A troop of strollers once came to the inn where I was staying, in the department of Seine et Marne. There was a father and mother;two daughters, brazen, blowsy hussies, who sang and acted, without an idea of how to set about either; and a dark young man, like a tutor, a recalcitrant house-painter, who sang and acted not amiss.
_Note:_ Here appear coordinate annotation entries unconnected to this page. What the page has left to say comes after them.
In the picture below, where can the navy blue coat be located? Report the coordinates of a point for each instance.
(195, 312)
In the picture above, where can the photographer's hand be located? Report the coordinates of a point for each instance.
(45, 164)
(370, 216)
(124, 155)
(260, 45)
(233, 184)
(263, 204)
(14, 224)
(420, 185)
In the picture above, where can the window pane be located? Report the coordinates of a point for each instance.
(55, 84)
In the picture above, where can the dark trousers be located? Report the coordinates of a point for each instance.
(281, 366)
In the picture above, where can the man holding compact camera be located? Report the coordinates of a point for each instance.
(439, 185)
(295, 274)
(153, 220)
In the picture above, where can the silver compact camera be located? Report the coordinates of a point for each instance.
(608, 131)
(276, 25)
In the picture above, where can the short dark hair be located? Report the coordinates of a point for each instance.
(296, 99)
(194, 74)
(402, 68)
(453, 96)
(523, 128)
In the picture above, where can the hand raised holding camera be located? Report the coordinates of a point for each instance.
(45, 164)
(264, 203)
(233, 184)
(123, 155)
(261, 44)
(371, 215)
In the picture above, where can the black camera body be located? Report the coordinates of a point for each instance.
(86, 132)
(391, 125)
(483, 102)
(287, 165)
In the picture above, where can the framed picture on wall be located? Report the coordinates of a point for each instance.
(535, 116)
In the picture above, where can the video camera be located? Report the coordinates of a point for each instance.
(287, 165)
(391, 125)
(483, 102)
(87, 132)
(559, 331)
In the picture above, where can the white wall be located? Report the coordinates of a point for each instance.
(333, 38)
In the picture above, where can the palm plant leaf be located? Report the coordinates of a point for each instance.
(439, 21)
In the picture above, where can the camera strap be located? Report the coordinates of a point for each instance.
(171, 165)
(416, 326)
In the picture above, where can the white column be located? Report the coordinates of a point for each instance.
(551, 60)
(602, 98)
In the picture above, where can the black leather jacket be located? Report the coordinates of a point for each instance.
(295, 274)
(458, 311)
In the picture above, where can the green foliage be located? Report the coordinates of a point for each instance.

The mother was the genius of the party, so far as genius can be spoken of with regard to such a pack of incompetent humbugs; and her husband could not find words to express his admiration for her comic countryman. 'You should see my old woman,' said he, and nodded his beery countenance. One night they performed in the stable-yard, with flaring lamps - a wretched exhibition, coldly looked upon by a village audience. Next night, as soon as the lamps were lighted, there came a plump of rain, and they had to sweep away their baggage as fast as possible, and make off to the barn where they harboured, cold, wet, and supperless. In the morning, a dear friend of mine, who has as warm a heart for strollers as I have myself, made a little collection, and sent it by my hands to comfort them for their disappointment. I gave it to the father; he thanked me cordially, and we drank a cup together in the kitchen, talking of roads, and audiences, and hard times.

When I was going, up got my old stroller, and off with his hat. 'Iam afraid,' said he, 'that Monsieur will think me altogether a beggar; but I have another demand to make upon him.' I began to hate him on the spot. 'We play again to-night,' he went on. 'Of course, I shall refuse to accept any more money from Monsieur and his friends, who have been already so liberal. But our programme of to-night is something truly creditable; and I cling to the idea that Monsieur will honour us with his presence.' And then, with a shrug and a smile: 'Monsieur understands - the vanity of an artist!' Save the mark! The vanity of an artist! That is the kind of thing that reconciles me to life: a ragged, tippling, incompetent old rogue, with the manners of a gentleman, and the vanity of an artist, to keep up his self-respect!

But the man after my own heart is M. de Vauversin. It is nearly two years since I saw him first, and indeed I hope I may see him often again. Here is his first programme, as I found it on the breakfast-table, and have kept it ever since as a relic of bright days:

'MESDAMES ET MESSIEURS,'MADEMOISELLE FERRARIO ET M. DE VAUVERSIN AURONT L'HONNEUR DECHANTER CE SOIR LES MORCEAUX SUIVANTS.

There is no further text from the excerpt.